Emma mendorong Victor menjauh, sehingga dia bisa masuk ke dalam rumah.
Victor terdiam, merasa kecewa. Setelah apa yang sudah dia lalui dan persiapkan untuk ulang tahun pernikahan mereka, justru hinaan yang tiba di wajahnya. Meski begitu, ia berusaha menahan diri, karena ia tahu Emma hanya sedang mabuk saat ini.
Begitu sampai di dalam, Emma terdiam melihat apa yang telah disiapkan Victor untuknya. Semuanya tampak dipersiapkan dengan sangat sempurna. Tapi entah kenapa, dia justru terlihat jijik.
Victor, yang berdiri di belakangnya, tersenyum dengan sebuah kesalahpahaman. Ia tidak sabar menunggu reaksi istrinya, berpikir bahwa Emma pasti sangat terharu dengan kejutan yang ia siapkan.

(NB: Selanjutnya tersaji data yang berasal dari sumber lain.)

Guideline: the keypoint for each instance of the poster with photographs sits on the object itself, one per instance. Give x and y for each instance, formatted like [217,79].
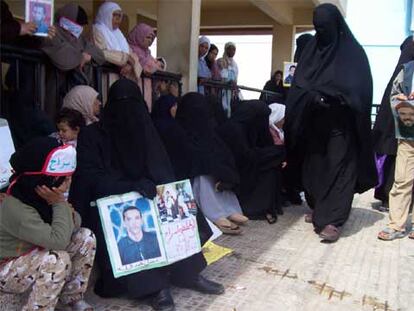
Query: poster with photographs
[40,12]
[288,73]
[6,150]
[403,113]
[143,234]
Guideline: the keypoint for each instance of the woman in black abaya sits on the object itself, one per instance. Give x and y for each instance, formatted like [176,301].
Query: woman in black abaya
[385,143]
[122,153]
[210,164]
[328,108]
[257,158]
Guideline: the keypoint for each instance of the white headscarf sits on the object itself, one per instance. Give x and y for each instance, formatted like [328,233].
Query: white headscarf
[82,99]
[103,22]
[201,40]
[277,114]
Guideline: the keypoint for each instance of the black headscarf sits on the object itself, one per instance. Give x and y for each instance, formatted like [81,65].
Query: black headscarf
[173,136]
[31,158]
[301,43]
[335,66]
[73,12]
[384,128]
[209,154]
[136,148]
[248,137]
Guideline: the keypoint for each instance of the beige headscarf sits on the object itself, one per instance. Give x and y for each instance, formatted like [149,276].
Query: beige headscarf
[82,98]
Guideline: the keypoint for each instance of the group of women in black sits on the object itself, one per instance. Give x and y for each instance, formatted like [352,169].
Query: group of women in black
[327,127]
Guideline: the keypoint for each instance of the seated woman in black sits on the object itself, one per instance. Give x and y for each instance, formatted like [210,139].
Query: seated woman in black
[257,158]
[121,153]
[198,153]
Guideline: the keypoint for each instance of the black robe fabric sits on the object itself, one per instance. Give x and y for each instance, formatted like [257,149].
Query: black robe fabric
[173,136]
[383,133]
[272,86]
[208,153]
[301,43]
[328,112]
[247,135]
[123,153]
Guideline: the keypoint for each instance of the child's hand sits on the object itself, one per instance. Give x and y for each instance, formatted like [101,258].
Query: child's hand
[51,196]
[402,97]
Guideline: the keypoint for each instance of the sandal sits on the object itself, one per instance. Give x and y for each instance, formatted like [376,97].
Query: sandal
[238,219]
[411,234]
[329,234]
[227,227]
[389,234]
[271,219]
[232,230]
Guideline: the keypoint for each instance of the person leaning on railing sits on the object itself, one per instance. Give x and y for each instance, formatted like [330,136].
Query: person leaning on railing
[109,38]
[72,53]
[140,39]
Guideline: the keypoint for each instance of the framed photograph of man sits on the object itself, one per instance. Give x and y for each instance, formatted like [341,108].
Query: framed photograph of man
[177,211]
[288,73]
[404,120]
[132,233]
[40,12]
[6,150]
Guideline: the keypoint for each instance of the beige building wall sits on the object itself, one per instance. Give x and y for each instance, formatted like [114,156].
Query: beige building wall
[282,45]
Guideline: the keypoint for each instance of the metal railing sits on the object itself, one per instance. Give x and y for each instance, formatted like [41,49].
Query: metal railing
[22,60]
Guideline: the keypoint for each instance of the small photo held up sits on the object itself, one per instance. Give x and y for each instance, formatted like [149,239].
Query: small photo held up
[288,73]
[40,12]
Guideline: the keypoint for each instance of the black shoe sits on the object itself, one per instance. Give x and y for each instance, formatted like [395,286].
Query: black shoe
[202,285]
[162,301]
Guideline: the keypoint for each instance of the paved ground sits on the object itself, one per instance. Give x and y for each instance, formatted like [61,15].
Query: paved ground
[285,267]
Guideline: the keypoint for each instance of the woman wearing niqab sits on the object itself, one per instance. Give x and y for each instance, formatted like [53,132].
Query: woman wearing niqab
[328,109]
[122,153]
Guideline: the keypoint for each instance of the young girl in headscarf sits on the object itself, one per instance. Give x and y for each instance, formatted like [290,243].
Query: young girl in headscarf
[108,37]
[140,39]
[43,248]
[71,52]
[276,121]
[229,73]
[204,72]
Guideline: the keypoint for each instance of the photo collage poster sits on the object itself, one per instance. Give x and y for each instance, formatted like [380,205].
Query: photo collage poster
[288,73]
[39,12]
[143,234]
[404,119]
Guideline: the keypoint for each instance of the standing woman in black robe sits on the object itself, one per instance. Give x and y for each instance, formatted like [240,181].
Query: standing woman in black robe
[122,153]
[328,108]
[257,158]
[210,164]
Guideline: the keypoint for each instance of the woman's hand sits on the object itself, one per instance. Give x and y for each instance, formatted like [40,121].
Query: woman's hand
[126,70]
[27,28]
[51,32]
[86,58]
[50,195]
[131,60]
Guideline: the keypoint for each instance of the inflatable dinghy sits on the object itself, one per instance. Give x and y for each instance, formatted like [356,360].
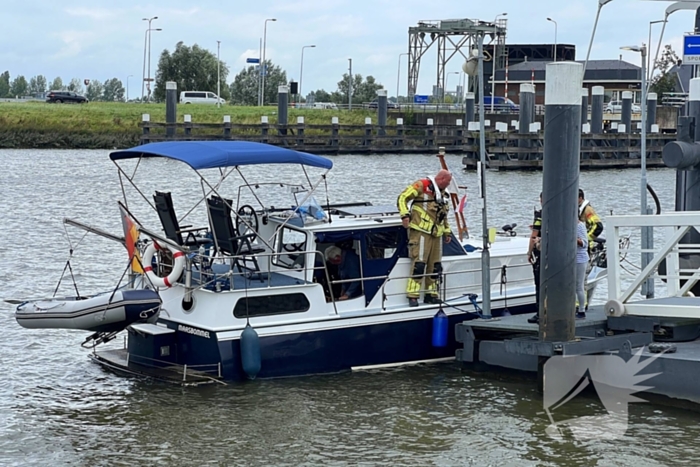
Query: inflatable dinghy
[101,313]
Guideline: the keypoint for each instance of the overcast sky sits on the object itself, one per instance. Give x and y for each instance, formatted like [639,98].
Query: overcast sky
[101,40]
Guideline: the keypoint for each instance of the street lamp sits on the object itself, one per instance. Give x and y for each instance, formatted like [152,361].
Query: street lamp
[218,74]
[678,6]
[447,80]
[494,58]
[651,23]
[127,87]
[264,65]
[398,77]
[555,37]
[601,4]
[301,71]
[145,46]
[643,148]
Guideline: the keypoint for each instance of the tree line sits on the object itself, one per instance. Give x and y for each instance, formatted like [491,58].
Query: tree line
[111,90]
[194,69]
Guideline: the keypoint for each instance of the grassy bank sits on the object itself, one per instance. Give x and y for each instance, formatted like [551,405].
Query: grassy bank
[105,125]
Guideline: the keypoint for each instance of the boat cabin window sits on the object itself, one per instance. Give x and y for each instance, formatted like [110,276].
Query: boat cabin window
[382,244]
[271,305]
[290,245]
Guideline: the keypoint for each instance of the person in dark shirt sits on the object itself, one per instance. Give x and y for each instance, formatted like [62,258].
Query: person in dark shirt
[349,267]
[533,256]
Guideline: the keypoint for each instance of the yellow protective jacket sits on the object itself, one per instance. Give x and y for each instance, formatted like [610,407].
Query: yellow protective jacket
[427,214]
[594,225]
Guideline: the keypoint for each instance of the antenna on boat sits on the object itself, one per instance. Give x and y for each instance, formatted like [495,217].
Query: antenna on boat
[328,201]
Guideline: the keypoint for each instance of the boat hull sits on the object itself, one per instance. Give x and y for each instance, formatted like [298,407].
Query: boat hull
[287,354]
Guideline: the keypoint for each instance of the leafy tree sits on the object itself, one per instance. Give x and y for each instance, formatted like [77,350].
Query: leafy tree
[362,90]
[244,88]
[113,90]
[75,85]
[19,86]
[94,90]
[320,95]
[5,84]
[192,68]
[665,81]
[56,84]
[37,84]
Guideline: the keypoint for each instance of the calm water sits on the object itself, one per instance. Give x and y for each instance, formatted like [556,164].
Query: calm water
[57,408]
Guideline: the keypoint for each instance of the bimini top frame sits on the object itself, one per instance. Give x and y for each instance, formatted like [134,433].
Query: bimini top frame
[220,154]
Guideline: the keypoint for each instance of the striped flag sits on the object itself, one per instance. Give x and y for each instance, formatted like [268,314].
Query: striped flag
[131,235]
[462,203]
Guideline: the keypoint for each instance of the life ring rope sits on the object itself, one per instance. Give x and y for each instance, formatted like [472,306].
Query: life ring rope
[178,265]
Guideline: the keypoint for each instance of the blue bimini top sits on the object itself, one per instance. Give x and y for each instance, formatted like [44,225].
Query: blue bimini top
[215,154]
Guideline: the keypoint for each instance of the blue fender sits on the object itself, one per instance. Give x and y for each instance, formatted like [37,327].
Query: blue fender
[250,352]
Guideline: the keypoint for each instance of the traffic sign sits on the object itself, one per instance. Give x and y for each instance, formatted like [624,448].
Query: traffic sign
[691,49]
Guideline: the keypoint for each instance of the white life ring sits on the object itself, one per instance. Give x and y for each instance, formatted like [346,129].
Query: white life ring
[178,266]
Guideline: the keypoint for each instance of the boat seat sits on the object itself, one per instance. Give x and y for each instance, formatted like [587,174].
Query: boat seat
[172,228]
[228,241]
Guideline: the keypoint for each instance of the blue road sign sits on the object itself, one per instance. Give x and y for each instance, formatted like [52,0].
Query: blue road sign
[691,49]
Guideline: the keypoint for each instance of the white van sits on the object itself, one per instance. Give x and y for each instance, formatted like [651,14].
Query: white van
[200,97]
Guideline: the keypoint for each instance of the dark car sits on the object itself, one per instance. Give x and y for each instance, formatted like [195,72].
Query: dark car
[389,105]
[65,96]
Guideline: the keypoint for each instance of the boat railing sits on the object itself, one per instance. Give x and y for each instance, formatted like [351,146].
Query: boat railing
[462,289]
[206,371]
[634,265]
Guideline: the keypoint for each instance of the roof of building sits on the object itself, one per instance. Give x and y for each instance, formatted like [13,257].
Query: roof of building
[541,65]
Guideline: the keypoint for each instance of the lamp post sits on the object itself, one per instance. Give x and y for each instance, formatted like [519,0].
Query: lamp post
[678,6]
[601,4]
[301,71]
[494,59]
[555,37]
[398,77]
[127,87]
[447,80]
[218,74]
[648,64]
[646,234]
[145,46]
[264,65]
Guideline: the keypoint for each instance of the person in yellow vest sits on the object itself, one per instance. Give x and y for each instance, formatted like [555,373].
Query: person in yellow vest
[423,207]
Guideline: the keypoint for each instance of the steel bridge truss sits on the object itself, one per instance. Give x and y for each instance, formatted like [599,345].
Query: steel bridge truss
[450,37]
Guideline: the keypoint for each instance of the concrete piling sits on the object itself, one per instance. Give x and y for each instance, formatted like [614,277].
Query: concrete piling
[282,106]
[469,107]
[381,111]
[170,107]
[626,118]
[560,200]
[597,101]
[651,110]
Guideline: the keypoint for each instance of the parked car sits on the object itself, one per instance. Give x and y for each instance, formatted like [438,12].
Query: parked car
[615,107]
[500,105]
[58,97]
[200,97]
[389,105]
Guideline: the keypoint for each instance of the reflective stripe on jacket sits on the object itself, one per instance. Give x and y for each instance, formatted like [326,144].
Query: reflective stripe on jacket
[426,213]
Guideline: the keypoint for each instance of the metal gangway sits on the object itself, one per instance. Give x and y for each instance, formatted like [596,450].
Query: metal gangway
[678,301]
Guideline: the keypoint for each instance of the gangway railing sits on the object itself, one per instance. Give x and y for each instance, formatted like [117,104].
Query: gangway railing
[679,302]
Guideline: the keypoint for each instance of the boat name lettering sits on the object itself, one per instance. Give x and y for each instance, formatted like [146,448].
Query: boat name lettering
[195,331]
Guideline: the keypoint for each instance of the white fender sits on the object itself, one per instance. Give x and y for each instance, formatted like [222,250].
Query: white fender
[178,266]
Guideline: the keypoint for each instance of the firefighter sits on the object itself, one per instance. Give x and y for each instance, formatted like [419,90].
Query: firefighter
[587,215]
[424,207]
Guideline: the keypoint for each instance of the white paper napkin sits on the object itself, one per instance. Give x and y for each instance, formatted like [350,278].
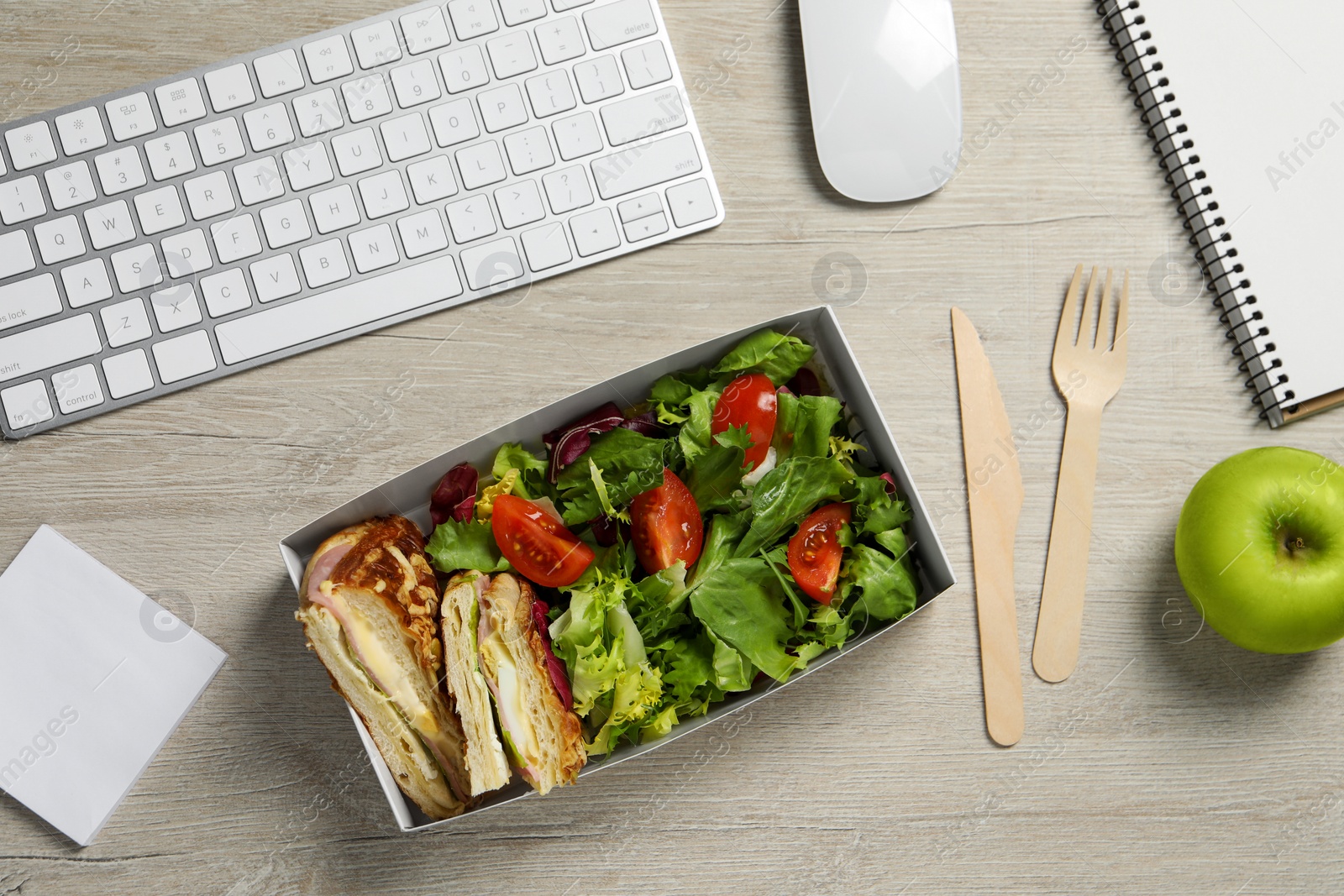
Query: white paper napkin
[94,678]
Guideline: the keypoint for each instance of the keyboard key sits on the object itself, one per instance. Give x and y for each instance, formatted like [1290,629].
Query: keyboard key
[77,389]
[268,127]
[470,219]
[432,179]
[423,234]
[366,97]
[286,223]
[559,40]
[208,195]
[308,165]
[620,22]
[275,278]
[225,293]
[501,107]
[26,405]
[494,265]
[327,60]
[219,141]
[29,300]
[454,123]
[647,228]
[416,83]
[131,116]
[405,137]
[109,224]
[71,186]
[279,73]
[356,152]
[175,308]
[464,69]
[49,345]
[595,231]
[235,238]
[185,356]
[259,181]
[383,194]
[643,167]
[120,170]
[333,208]
[128,374]
[577,136]
[20,201]
[691,203]
[647,65]
[318,112]
[340,309]
[160,210]
[481,164]
[425,29]
[546,246]
[228,87]
[373,249]
[15,254]
[60,239]
[324,264]
[472,18]
[519,204]
[181,102]
[644,116]
[136,268]
[170,156]
[81,130]
[638,207]
[511,54]
[550,93]
[186,253]
[125,322]
[598,78]
[376,43]
[528,150]
[87,282]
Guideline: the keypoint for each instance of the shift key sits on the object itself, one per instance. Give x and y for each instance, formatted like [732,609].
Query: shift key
[644,165]
[44,347]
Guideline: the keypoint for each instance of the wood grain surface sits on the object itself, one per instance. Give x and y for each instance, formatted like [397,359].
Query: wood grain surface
[1169,762]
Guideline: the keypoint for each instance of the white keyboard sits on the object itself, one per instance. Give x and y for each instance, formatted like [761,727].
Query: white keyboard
[212,222]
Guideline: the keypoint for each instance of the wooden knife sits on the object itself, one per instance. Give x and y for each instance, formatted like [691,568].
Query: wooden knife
[994,484]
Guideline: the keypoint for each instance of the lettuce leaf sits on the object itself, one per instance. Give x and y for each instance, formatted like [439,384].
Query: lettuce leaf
[465,546]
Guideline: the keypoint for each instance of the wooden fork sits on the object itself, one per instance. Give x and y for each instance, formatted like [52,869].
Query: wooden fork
[1089,367]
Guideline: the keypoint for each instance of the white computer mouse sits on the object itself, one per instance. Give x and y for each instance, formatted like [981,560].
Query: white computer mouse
[886,94]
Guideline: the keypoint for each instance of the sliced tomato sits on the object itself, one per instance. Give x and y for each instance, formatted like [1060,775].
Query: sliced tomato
[815,551]
[538,544]
[749,401]
[665,526]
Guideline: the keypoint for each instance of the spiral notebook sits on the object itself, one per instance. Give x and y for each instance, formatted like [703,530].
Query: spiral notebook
[1245,103]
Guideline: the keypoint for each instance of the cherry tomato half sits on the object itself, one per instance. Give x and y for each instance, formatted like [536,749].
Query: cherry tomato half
[665,526]
[815,551]
[538,544]
[749,401]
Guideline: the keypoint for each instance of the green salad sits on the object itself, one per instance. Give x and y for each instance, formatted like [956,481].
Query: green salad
[723,530]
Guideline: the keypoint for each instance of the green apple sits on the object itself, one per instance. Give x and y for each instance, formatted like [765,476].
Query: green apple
[1260,548]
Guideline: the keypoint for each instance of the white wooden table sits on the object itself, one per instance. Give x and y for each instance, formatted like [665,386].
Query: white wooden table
[1169,762]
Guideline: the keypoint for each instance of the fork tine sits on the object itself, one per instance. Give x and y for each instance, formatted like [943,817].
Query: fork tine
[1065,335]
[1121,344]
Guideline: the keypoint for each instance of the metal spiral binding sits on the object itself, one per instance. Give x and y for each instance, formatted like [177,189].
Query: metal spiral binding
[1214,254]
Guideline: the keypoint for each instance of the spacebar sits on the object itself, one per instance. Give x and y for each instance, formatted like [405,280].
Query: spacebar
[338,309]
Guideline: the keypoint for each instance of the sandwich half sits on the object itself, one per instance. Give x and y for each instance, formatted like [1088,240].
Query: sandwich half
[369,606]
[467,685]
[542,734]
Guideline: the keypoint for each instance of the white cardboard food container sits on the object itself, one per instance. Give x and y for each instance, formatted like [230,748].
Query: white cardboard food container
[409,495]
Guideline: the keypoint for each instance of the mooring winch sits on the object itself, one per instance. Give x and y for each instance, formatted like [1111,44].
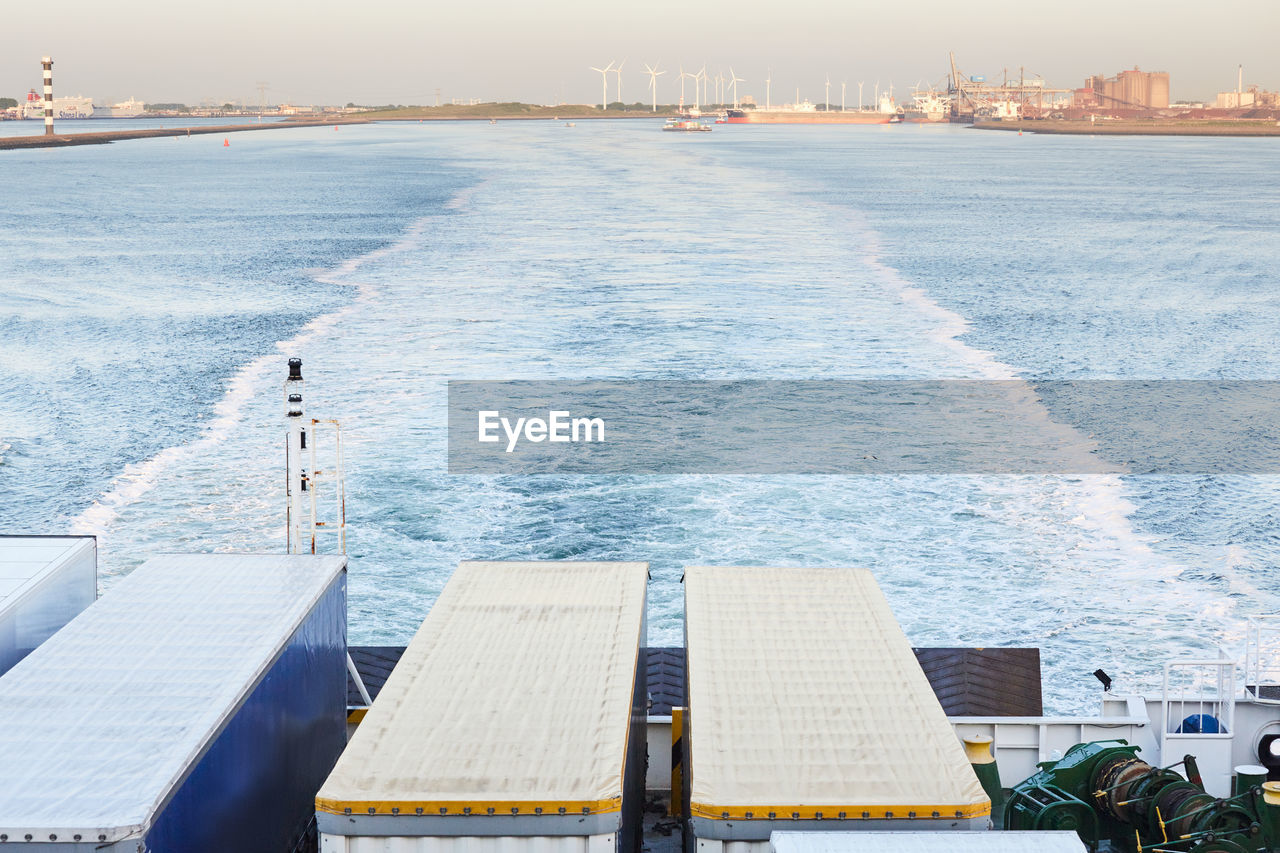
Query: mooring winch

Tanpa Victor sadari, Emma baru saja menghabiskan makan malam bersama pria lain di sebuah restoran mewah. Betapapun baiknya meja itu ditata oleh Victor, Emma tidak bisa membayangkan meja itu sebanding dengan apa yang baru saja dia dapatkan dari pria kaya yang baru saja menemaninya di luar.
Dia melihat segala sesuatu dengan tatapan hina. Ketika dia berbalik, di sana dia menemukan Victor tersenyum menunjukkan hadiah berkilauan tepat di di depan wajahnya.
Tanpa pikir panjang, dia memukul tangan Victor, membuat cincin itu terjatuh.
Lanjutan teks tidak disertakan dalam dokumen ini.